The housing boom in the United States from 2000 to 2005
saw just about every one buying a house,
even those who really could not afford one.
Special nontraditional or “exotic” mortgages
became popular as they offered borrowers a chance to
purchase a home with little to no money down, with the
chance to have very minimal monthly payments for a specific
amount of time while paying only the interest on the
mortgage.
Economists began to see the housing market peaking at
the end of 2005, this would stop some of the nontraditional
mortgage originations but the effects of the earlier
ones were about to come into full swing as borrowers
began to feel the affects of an adjusting mortgage.

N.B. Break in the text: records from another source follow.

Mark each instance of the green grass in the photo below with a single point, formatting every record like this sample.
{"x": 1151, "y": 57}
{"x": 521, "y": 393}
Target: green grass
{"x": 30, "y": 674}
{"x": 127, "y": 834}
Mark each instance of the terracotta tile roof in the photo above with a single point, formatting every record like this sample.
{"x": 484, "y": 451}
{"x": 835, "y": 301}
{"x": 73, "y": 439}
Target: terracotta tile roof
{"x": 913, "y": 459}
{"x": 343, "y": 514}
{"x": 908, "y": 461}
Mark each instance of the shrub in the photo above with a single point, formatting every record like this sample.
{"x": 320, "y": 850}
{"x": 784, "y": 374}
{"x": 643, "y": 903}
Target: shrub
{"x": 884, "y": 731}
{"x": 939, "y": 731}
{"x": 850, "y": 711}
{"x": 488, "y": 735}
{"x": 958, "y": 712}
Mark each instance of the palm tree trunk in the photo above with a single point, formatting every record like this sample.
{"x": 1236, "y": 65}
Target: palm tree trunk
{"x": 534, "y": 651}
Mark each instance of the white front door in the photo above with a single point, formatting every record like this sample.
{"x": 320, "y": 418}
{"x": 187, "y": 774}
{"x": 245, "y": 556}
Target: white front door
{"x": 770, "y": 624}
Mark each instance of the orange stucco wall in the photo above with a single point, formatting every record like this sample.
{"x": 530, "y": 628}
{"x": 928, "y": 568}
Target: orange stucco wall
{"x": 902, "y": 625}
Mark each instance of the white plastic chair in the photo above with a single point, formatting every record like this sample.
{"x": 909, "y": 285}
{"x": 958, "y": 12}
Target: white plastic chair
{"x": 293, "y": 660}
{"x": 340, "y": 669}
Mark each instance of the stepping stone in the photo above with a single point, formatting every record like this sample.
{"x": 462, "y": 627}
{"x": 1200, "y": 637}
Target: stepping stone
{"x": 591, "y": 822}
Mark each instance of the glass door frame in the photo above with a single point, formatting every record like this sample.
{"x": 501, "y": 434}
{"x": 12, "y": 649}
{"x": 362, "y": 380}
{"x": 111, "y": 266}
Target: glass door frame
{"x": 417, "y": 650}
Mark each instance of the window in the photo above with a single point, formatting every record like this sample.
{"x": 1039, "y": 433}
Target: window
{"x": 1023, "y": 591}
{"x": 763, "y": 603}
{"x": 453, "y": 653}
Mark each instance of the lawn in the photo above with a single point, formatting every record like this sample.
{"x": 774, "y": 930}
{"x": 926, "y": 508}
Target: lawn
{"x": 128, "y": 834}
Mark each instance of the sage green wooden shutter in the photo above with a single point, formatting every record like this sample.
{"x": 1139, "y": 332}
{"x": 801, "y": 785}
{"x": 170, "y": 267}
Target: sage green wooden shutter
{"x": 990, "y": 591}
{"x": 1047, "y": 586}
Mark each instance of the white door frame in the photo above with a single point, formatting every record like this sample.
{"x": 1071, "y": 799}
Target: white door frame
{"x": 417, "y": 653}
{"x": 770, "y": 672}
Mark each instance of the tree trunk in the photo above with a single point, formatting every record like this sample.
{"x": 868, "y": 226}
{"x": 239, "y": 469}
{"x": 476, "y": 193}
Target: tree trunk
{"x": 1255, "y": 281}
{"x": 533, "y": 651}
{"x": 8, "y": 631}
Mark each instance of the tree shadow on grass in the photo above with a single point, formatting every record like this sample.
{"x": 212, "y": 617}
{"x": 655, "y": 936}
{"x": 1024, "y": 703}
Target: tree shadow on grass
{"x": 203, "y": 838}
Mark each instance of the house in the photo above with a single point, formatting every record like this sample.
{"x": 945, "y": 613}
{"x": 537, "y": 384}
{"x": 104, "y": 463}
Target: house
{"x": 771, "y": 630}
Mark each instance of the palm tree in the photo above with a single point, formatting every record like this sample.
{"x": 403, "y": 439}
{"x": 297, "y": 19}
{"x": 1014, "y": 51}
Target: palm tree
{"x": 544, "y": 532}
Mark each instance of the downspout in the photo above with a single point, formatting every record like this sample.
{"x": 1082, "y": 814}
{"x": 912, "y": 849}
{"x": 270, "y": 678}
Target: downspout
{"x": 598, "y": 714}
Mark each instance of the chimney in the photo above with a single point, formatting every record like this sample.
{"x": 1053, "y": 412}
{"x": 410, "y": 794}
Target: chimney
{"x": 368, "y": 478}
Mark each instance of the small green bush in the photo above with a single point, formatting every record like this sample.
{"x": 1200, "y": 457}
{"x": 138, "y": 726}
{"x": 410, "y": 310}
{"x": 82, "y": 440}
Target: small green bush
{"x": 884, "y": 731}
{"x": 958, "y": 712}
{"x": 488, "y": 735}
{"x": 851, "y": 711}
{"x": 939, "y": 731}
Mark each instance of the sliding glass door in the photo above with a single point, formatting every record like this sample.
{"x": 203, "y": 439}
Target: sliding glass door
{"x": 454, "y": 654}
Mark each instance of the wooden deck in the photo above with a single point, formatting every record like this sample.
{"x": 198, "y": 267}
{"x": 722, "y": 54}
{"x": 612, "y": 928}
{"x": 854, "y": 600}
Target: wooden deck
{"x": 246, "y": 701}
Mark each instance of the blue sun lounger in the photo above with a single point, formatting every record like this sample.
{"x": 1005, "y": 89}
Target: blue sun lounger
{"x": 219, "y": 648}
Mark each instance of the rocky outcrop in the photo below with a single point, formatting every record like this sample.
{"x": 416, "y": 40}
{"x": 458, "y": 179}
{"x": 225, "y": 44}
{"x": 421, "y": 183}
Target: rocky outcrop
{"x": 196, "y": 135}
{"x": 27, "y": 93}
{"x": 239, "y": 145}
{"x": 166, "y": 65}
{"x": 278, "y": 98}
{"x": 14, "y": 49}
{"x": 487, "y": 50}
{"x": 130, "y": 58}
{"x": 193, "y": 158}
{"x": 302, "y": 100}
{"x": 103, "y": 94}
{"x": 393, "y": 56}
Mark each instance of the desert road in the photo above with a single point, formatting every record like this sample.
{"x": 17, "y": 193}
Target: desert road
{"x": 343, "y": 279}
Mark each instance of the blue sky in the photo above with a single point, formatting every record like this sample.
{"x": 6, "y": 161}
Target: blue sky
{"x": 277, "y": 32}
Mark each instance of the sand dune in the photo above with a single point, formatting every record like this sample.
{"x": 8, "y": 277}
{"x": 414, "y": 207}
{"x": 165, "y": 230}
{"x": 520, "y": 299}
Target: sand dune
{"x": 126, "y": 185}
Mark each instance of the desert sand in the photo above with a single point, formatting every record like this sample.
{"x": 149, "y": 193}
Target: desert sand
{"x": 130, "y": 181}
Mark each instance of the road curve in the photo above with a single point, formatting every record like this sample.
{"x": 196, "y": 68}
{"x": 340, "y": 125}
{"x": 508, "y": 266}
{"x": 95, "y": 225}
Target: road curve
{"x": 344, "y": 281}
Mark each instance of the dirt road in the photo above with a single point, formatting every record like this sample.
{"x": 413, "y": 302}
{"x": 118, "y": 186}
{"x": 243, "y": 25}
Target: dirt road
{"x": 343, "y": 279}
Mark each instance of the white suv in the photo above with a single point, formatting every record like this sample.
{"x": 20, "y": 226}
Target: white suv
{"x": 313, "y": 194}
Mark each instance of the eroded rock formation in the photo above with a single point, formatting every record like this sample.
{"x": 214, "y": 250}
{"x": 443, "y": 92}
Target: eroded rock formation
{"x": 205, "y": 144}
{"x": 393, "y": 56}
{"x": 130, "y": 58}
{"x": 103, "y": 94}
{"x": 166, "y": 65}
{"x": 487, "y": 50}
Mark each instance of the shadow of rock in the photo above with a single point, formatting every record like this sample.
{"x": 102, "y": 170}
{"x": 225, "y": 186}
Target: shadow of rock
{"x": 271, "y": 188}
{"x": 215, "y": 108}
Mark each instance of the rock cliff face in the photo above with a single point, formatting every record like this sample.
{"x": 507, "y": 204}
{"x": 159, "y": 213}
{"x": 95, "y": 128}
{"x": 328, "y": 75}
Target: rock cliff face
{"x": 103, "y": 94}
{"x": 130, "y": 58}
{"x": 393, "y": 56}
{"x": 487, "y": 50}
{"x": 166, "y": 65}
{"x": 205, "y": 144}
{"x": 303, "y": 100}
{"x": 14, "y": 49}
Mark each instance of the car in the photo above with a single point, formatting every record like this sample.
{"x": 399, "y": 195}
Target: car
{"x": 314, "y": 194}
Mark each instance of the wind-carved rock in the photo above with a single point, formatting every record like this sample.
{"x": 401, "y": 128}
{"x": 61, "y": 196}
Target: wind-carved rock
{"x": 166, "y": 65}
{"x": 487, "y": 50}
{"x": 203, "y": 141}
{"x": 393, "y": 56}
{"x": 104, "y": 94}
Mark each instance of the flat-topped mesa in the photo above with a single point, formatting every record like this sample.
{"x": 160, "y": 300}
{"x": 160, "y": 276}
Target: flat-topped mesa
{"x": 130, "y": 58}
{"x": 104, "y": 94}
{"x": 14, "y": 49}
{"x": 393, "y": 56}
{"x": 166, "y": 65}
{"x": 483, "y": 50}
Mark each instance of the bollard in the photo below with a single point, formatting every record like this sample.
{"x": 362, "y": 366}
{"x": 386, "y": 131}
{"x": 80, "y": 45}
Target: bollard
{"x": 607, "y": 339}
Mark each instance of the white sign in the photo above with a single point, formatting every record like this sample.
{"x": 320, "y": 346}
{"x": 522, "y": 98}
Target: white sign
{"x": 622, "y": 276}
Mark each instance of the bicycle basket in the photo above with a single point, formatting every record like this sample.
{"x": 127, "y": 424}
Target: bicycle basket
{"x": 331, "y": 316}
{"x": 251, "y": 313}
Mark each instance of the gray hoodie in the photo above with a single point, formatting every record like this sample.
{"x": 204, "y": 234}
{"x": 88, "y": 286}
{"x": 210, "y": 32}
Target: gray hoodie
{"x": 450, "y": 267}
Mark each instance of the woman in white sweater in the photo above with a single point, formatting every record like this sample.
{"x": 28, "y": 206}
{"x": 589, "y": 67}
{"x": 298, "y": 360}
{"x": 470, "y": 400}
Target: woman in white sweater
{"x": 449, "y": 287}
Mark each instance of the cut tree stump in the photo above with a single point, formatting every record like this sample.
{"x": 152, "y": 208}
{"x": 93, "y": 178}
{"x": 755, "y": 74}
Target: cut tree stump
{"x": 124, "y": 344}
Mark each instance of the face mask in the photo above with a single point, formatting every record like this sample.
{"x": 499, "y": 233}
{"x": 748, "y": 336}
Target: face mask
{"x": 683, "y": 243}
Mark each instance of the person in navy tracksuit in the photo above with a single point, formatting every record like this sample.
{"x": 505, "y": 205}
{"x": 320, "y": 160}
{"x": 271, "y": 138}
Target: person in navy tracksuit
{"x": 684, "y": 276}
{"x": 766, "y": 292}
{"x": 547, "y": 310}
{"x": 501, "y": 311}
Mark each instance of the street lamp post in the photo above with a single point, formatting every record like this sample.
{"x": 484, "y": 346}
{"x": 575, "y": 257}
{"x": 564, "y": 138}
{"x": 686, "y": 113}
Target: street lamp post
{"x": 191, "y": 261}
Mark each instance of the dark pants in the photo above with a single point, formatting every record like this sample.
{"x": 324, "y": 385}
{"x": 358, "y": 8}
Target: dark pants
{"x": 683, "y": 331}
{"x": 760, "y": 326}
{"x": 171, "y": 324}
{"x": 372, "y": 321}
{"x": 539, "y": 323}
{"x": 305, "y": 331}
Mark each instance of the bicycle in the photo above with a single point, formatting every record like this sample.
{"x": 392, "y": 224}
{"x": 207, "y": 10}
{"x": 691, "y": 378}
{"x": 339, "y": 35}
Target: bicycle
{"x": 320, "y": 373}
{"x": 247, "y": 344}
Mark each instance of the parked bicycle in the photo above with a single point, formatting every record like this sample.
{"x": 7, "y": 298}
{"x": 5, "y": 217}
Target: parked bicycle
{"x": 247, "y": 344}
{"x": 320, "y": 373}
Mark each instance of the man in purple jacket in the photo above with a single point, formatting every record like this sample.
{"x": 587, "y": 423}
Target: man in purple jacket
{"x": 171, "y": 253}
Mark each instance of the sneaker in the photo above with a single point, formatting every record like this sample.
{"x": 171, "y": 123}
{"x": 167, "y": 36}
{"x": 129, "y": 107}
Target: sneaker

The article, “National foreclosures up 17% from
previous quarter” provides further evidence of
what happens when the housing market appreciates too
fast and people obtain mortgages when they do not have
the necessary finances
to make the payments.
“In the third quarter, 318,355 properties entered
some stage of foreclosure, up 17 percent from the previous
quarter and up 43 percent from the same period last
year, according to RealtyTrac.”
This related to one foreclosure per 363 households during
the third quarter of 2006. Last quarter’s rate
was one foreclosure per 425 households.
“‘Higher interest rates and a general softening
of the real estate market are the two key factors contributing
to the 43 percent increase in foreclosure filings from
the third quarter of 2005,’ said James J. Saccacio,
CEO of RealtyTrac.”
Saccacio continued to explain that this increasing trend
of foreclosures is due to many of those adjustable-rate
mortgages
reaching the period when they adjust to the higher prime
rate. And even more disturbing is the fact that another
$1 trillion in adjustable-rate mortgages will hit their
adjusting period within the next 15 months.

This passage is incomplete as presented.